Talk to any PlayStation Vita owner (yes, they do exist) and they’ll tell you that it’s one of the most misunderstood consoles on the market; an impressive handheld system with great games, but one that ultimately didn’t catch on with the public at large. This sentiment is echoed by Jack Tretton, the former CEO of Sony Computer Entertainment America, who recently sat down with IGN to discuss his 19-year career at PlayStation.
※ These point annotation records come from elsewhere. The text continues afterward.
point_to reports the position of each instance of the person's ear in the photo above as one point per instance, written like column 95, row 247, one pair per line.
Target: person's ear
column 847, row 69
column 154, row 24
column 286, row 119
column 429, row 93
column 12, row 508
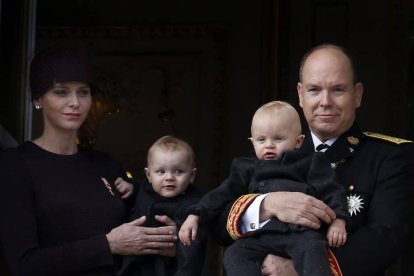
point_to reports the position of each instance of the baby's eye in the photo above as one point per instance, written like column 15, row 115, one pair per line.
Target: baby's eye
column 260, row 140
column 160, row 172
column 179, row 171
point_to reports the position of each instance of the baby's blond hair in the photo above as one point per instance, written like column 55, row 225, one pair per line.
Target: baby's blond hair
column 171, row 143
column 276, row 107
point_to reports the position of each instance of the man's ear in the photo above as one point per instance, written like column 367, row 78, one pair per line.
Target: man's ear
column 299, row 141
column 299, row 87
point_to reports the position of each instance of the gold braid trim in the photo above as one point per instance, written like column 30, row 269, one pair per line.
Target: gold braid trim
column 236, row 212
column 387, row 138
column 336, row 270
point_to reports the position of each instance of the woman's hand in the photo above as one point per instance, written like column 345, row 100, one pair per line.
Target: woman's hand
column 133, row 239
column 296, row 208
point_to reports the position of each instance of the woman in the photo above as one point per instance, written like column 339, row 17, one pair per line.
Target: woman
column 60, row 211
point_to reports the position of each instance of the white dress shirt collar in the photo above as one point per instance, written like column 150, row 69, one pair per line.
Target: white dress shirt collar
column 317, row 142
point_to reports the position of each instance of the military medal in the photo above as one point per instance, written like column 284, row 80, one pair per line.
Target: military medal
column 108, row 186
column 354, row 204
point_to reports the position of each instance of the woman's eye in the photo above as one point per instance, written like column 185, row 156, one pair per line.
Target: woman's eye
column 60, row 92
column 260, row 140
column 84, row 92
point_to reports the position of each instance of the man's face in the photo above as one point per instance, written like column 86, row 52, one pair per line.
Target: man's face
column 328, row 96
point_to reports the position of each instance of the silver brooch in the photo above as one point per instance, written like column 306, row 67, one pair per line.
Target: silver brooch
column 354, row 204
column 108, row 186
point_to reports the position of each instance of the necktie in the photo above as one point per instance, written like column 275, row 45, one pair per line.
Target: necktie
column 322, row 147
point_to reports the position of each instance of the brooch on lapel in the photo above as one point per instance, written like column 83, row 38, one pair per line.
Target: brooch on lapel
column 108, row 186
column 353, row 140
column 355, row 203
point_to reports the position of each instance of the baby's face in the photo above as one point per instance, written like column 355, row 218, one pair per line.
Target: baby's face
column 170, row 172
column 271, row 137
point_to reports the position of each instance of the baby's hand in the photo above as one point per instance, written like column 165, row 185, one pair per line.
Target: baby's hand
column 124, row 188
column 337, row 233
column 188, row 231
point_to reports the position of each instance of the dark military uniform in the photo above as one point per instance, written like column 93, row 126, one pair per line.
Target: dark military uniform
column 378, row 173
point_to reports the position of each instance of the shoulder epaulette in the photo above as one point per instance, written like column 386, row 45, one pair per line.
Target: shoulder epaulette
column 387, row 138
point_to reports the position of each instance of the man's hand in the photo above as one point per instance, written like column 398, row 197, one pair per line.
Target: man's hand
column 277, row 266
column 124, row 188
column 337, row 233
column 169, row 225
column 296, row 208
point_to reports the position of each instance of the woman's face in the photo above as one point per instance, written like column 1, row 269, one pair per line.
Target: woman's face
column 65, row 106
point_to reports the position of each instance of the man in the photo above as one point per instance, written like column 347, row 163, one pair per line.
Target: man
column 376, row 171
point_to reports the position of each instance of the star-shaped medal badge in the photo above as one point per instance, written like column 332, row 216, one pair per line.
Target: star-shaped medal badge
column 354, row 204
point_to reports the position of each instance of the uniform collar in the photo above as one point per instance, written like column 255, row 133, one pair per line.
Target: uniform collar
column 342, row 148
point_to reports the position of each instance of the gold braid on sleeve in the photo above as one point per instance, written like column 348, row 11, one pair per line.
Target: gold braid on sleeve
column 236, row 212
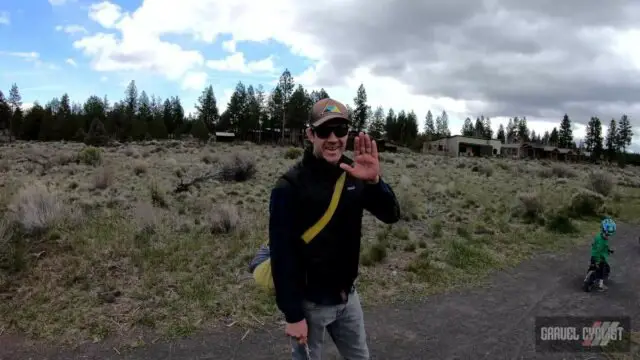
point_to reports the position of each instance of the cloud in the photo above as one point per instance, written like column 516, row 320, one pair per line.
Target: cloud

Among the many topics covered, Tretton highlighted the PS Vita, which launched while he was still with the company back in 2012, arguing that it was already too late for the Vita by the time it went to market. “Now that I don’t work there anymore, I think internally it was “This is a great machine, it’s just too late.’ The world has shifted to portable devices that aren’t dedicated gaming machines.”
Tretton of course is referring to the mobile phone market, which has been cited by many other industry observers as a serious roadblock in the Vita’s success. Tretton calls the Vita “a nice machine” that launched “at a time when very few people needed a dedicated portable device.”
While Tretton’s comments ignore the fact that Nintendo has still been able to succeed with their own dedicated portable device, the 3DS, in recent years, it’s hard to argue that the Vita was up against some stiff competition in the mobile market right from the get-go.
It also certainly didn’t help that the Vita’s cost of entry was artificially inflated thanks to Sony’s ridiculous decision to use expensive propietary memory cards for the system, but that’s a topic for another day.